We have spoken in our recent client webinar and in written communications over the past several months about the possibility of recession, and the impact that such an event might have on the markets. We may already be in a recession. The first quarter logged a decline in real gross domestic product (“GDP”) of -1.5%. In its late-July announcement on GDP growth for the second quarter, the National Bureau of Economic Research (“NBER”) may declare that it too was negative, and if so, could proclaim that the US has dipped into a recession, which NBER defines as a “significant decline in economic activity that is spread across the economy and that lasts more than a few months.” If so, it has been a most unusual recession because it is not driven by the consumer, but rather by business investment and government spending. The decline in real GDP in the first quarter was largely driven by reduced business inventories and falling exports, lower federal, state and local government spending and higher imports. However, personal consumption, employment rates, corporate earnings and private residential and non-residential fixed investments remained firm. In the second quarter, employment data remained strong for the most part, and expectations of corporate earnings also remain firm. On the other hand, businesses appear to be further depleting inventories and deferring new equipment purchases, and residential and non-residential investments and private fixed investment appears to be waning. Inflation, rising interest rates, the war in Ukraine and a sour sentiment among businesses and consumers seem to be having an effect on these important economic factors that may dip GDP into negative territory for a second consecutive quarter.

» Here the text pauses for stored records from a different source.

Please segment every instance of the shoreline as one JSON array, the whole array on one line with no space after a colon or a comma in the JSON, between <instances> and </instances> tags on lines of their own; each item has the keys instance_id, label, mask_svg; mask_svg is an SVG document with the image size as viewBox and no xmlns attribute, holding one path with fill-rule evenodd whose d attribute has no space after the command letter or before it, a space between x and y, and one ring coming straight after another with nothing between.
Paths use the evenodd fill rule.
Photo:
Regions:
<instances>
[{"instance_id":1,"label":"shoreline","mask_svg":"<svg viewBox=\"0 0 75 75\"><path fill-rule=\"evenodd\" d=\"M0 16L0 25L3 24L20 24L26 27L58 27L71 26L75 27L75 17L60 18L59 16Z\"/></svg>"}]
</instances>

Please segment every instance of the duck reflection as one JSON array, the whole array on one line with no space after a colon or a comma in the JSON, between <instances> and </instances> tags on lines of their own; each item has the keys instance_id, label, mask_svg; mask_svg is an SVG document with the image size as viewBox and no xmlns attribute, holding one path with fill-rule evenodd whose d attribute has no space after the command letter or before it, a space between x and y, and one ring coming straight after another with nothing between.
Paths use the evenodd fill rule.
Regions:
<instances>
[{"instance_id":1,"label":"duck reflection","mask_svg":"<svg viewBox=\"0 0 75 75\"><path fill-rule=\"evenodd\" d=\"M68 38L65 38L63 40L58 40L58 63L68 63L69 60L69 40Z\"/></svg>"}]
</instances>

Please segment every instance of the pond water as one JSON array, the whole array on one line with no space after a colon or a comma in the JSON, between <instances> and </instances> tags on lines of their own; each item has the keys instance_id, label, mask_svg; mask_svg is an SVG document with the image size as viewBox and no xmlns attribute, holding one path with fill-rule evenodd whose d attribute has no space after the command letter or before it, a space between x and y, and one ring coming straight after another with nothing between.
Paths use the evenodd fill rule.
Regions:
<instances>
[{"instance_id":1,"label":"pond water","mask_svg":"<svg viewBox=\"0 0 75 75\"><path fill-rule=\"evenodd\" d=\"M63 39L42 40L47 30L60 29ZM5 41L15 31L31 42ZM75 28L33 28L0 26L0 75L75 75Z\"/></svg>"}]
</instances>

The equity market declines that we have experienced, we believe, were in anticipation that these signs of weakness in parts of our economy grow into a full recession. It’s a reminder that markets are forward-looking, and that the economic news of the day, which frankly has not been all that bad, is not what determines whether the market will go up or down. Rather, markets are a collective view of the future, and that view is filled with uncertainty and speculation about how the future will evolve. The data we see on rising inflation, falling consumer sentiment, tightening Federal Reserve policy, domestic politics and geopolitics is troubling, to be sure, but investors should be careful not to assume that if the economic data worsens from here, or if corporate earnings soften as a consequence of a deteriorating macro environment, that the markets will necessarily fall in tandem. The forward-looking market may instead rise in anticipation of an eventual economic recovery.
As an example of this phenomenon, we think it is useful to go back to the period surrounding the Global Financial Crisis in 2008 and 2009, the most fraught economic period in the United States since the Great Depression. Most of the market damage was done prior to the first announcement of a quarterly decline in economic output. When the economy was performing at its worst, in Q1 of 2009, the stock market rose.
Source: Bureau of Economic Analysis press releases & Bloomberg
The important thing that we note, as we have been through many market cycles like the one illustrated above, is that it is very difficult to make predictions about future market directions by reading the tea leaves of contemporary events. We have perfect clarity when looking backward in time, but little visibility looking forward. Seeking safe harbors as storm clouds appear on the horizon works when navigating the high seas, but this tactic doesn’t necessarily help the investor. It may in fact hurt the investor, given the tendency of markets to look well over the horizon.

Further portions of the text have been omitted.